Office of Special Counsel for Immigration-Related Unfair Employment Practices (OSC) is responsible for enforcing the anti-discrimination provisions of IRCA, which prohibits citizenship and national origin status discrimination in hiring, firing and recruitment or referral for a fee, as well as document abuse – discriminatory I-9 form and E-Verify practices. If a company becomes overzealous in making sure all employees are authorized to work in the United States by requesting more documentation or certain documentation for non-citizens, it could be in violation of the anti-discrimination provision.
The OSC has been especially active recently in investigating and settling allegations under the anti-discrimination provision.
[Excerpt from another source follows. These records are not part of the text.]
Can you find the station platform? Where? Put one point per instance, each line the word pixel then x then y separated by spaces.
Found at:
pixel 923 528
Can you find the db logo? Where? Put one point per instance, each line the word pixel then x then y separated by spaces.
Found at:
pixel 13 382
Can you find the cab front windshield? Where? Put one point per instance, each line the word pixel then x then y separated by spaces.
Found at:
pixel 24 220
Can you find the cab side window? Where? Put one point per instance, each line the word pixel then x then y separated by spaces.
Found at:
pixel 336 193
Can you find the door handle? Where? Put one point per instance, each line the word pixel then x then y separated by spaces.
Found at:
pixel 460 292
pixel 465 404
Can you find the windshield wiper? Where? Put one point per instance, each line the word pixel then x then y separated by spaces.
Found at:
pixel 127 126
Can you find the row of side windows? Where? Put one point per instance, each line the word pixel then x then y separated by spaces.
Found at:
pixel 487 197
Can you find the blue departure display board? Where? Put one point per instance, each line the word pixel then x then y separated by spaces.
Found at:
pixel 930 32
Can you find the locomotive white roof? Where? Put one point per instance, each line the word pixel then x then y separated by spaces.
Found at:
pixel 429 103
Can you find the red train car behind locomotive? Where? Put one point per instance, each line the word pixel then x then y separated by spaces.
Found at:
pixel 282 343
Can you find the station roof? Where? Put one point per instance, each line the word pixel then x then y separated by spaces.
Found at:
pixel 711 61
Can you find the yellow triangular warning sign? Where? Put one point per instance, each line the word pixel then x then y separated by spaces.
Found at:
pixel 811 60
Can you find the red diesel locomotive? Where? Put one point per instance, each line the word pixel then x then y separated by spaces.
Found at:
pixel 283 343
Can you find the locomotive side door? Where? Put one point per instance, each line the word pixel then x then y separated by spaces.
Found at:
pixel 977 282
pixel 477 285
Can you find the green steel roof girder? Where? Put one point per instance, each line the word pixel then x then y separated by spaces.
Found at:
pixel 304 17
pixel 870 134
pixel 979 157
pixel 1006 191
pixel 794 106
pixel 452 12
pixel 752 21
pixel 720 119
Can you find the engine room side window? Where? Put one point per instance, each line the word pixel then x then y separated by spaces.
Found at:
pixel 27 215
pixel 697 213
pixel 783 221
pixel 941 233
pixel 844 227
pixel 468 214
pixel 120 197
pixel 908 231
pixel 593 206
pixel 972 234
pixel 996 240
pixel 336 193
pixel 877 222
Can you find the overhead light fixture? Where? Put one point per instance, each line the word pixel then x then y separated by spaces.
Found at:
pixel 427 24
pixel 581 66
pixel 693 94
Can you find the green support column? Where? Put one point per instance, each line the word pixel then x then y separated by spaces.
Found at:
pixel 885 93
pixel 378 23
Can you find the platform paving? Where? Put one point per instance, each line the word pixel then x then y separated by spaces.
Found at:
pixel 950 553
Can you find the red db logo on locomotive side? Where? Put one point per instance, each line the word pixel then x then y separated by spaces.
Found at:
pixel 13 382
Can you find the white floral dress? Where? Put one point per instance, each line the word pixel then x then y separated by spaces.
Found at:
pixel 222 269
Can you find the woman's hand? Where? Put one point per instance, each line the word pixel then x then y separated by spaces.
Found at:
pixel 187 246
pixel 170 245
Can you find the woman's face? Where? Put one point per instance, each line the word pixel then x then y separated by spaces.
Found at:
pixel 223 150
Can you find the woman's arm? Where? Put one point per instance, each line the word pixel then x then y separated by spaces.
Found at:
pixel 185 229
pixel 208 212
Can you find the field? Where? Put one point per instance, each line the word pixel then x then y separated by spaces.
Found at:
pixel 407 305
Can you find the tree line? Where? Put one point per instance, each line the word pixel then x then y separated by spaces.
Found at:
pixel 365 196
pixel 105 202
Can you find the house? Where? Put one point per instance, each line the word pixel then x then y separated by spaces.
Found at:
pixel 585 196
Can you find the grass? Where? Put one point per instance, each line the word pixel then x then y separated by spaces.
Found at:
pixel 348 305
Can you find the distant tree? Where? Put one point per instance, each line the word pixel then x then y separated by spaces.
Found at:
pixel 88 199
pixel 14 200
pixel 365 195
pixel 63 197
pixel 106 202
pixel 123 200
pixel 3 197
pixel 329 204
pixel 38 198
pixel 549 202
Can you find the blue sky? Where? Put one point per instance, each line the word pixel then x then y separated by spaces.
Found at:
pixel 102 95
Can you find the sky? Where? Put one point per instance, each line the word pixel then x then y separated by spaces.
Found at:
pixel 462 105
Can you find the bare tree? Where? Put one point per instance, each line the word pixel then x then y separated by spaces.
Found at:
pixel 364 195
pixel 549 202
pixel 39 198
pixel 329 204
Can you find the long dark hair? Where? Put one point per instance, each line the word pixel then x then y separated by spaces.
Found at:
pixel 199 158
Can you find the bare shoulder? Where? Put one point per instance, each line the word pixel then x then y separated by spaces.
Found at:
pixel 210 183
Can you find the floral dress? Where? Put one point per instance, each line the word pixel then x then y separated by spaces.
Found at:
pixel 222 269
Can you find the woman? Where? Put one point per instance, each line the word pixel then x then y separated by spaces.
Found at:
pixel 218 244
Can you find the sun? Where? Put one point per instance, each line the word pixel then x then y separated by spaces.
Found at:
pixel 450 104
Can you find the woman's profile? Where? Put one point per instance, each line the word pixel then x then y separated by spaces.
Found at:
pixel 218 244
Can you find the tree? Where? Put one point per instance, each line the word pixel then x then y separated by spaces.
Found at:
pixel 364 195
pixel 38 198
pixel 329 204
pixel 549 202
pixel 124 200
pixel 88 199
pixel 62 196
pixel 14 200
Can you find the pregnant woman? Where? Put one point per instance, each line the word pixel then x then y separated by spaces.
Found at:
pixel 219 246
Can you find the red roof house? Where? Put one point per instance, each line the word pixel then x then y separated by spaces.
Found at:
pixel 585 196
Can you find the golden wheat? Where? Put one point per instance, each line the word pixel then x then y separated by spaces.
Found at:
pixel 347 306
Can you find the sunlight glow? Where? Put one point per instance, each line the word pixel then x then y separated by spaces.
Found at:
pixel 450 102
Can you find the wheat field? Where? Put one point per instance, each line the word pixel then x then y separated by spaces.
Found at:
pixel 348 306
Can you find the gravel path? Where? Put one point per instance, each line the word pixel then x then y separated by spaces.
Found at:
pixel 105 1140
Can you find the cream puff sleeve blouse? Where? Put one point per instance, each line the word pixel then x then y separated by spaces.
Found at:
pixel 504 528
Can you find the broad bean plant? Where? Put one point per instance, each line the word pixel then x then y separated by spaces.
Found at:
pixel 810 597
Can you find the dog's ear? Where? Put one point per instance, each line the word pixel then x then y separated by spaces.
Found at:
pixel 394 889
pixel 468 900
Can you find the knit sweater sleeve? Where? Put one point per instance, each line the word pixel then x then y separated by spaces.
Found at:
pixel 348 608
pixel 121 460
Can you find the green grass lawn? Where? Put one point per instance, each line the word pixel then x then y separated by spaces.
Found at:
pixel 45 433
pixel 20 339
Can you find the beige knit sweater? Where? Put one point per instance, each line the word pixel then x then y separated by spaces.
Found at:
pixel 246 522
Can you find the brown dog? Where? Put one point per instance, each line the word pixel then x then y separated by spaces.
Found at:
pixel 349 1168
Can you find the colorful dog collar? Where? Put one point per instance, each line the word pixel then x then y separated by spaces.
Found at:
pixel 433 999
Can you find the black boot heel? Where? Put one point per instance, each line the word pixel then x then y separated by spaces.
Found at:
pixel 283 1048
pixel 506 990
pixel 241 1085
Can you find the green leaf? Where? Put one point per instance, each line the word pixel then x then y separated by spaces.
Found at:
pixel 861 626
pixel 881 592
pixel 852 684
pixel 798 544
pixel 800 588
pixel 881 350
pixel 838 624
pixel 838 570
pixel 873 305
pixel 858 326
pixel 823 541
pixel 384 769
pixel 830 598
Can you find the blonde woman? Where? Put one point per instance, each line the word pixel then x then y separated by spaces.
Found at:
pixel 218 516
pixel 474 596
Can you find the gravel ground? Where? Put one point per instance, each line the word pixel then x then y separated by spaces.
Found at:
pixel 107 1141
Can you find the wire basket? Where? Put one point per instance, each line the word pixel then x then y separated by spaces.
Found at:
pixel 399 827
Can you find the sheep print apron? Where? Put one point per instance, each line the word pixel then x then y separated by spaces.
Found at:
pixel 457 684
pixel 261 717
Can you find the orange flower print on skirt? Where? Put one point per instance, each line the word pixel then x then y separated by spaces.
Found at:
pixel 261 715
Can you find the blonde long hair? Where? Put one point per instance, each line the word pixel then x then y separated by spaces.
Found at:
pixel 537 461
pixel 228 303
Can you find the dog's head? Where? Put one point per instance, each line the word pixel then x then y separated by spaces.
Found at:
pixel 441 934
In 2013, the OSC reached settlements with 20 employers concerning issues of document abuse or citizenship discrimination. The total penalties paid to the U.S. government in these 20 cases were approximately $788,500, with the largest penalty of $250,000, being paid by Centerplate, Inc., due to alleged document abuse. In addition to the civil penalties, employers paid approximately $260,000 in back pay to individuals who were alleged to have been discriminated against.
V. Department of Labor Audits
The Department of Labor (DOL), Wage Hour Division has the authority to conduct H-1B investigations in much the same manner as ICE has the authority to conduct I-9 inspections/audits. During these investigations, DOL will be demanding the employer produce the public access file as well as all I-129 USCIS petitions and H Supplements as well as approval notices. Other records requested include any records on a change in corporate structure, any “single employer” entities, whether the employer is “H-1B dependent”, a past “willful violator”, and liquidated damages or penalties sought or collected from H-1B workers. The DOL also has the authority to determine whether an employer engaged in benching (failure to pay an H-1B employee who is ready and available for work).
As the above demonstrates, employers are on the front lines of immigration compliance enforcement and have several government agencies to be concerned about.